In the course of building some much-needed testing infrastructure for total-impact, I found I needed a source of random GitHub usernames. A forum post directed me to the very cool GitHub Archive project, which pushes its extensive collection of GitHub data to Google BigQuery. BigQuery in turn lets you write SQL-style queries on ginormous datasets like this one. After a quick BigQuery signup and look at the schema, I had a list of One Million Usernames. Sweet.
Unfortunately, BigQuery isn’t really setup to do lots of fast lookups on the same query (update: Or Is It?), which is what I needed. It does, though, let you download CSV, which I did. From, there the list of names went into R (here’s the code), where I got rid of duplicates and (with the help of this great post) uploaded the usernames to Cloudant, a cloud-based CouchDB service. Since CouchDB communicates entirely over HTTP, this essentially gives the dataset a RESTful API for free.

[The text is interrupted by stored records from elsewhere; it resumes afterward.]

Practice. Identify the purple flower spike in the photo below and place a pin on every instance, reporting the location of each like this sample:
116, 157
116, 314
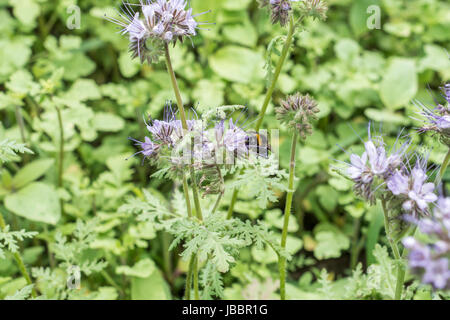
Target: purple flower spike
413, 186
374, 165
430, 260
149, 149
437, 119
159, 22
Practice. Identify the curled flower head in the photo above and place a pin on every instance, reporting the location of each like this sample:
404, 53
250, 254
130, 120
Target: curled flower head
446, 91
158, 22
437, 119
430, 260
316, 9
149, 149
280, 10
375, 166
413, 188
298, 111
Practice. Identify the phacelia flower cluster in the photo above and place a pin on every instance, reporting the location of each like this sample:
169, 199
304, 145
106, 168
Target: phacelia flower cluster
431, 260
378, 174
280, 10
374, 167
437, 119
412, 187
214, 145
297, 112
314, 8
157, 22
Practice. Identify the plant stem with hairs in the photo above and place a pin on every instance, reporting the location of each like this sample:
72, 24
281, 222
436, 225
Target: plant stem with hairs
443, 168
196, 197
395, 250
187, 292
287, 213
268, 96
19, 261
61, 149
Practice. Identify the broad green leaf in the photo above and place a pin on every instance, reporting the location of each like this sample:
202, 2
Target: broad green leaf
347, 49
142, 269
209, 94
37, 202
400, 83
31, 172
128, 67
108, 122
153, 287
82, 90
26, 11
330, 244
237, 64
373, 233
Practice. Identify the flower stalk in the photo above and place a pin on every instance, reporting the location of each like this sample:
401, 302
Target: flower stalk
443, 168
192, 267
268, 96
397, 256
287, 213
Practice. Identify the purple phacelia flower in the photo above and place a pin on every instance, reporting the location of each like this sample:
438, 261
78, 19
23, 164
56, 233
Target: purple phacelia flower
446, 91
437, 119
280, 10
149, 149
158, 22
430, 259
413, 188
374, 167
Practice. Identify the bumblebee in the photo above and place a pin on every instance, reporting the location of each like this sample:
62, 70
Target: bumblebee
258, 143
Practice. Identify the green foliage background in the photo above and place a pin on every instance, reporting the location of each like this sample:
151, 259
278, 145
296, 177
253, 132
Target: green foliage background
356, 75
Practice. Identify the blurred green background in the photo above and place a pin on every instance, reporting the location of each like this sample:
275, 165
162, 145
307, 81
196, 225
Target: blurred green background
355, 74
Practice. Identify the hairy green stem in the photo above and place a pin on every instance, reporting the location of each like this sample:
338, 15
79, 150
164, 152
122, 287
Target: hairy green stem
216, 205
279, 66
196, 294
19, 119
395, 250
268, 97
186, 195
111, 281
19, 261
287, 213
167, 258
176, 89
187, 293
443, 168
233, 201
61, 148
195, 194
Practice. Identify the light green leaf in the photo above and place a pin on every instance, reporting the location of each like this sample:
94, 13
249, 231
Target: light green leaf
108, 122
237, 64
153, 287
128, 67
330, 244
82, 90
400, 83
37, 202
31, 172
359, 15
26, 11
142, 269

Once the data was in Couch, writing a thin Python wrapper around the HTTP call was a piece of cake; essentially, all you have to do is query Couch’s all_docs endpoint looking for the document id nearest to a randomly-generated string. All in all, a lovely afternoon’s work and a great example of how open APIs, cloud-based services, and open-source software can make slinging big data easy enough that even a grad student can do it :)
2 Comments
I liked this post a lot – it’s an interesting use of the GitHub data.
I slightly disagree with your statement that “BigQuery isn’t really setup to do lots of fast lookups on the same query.” I think that it’s more accurate to say that BigQuery is optimized for queries that require full table scans (such as numerical aggregations) versus ‘needle in a haystack’ type searches for a single record in a dataset. However, depending on the amount of data you are processing, you can run a large number of very, very fast queries (perhaps the same query) concurrently – over huge datasets.
For a simple query that returns a collection of unique Github usernames, you could run something like:
SELECT actor FROM githubarchive:github.timeline WHERE actor IS NOT NULL and actor != ” GROUP BY actor LIMIT 1000000;
Michael: Thanks, interesting to learn more. You just exceeded the sum total of my BigQuery knowledge in one blog comment :) Edited the post.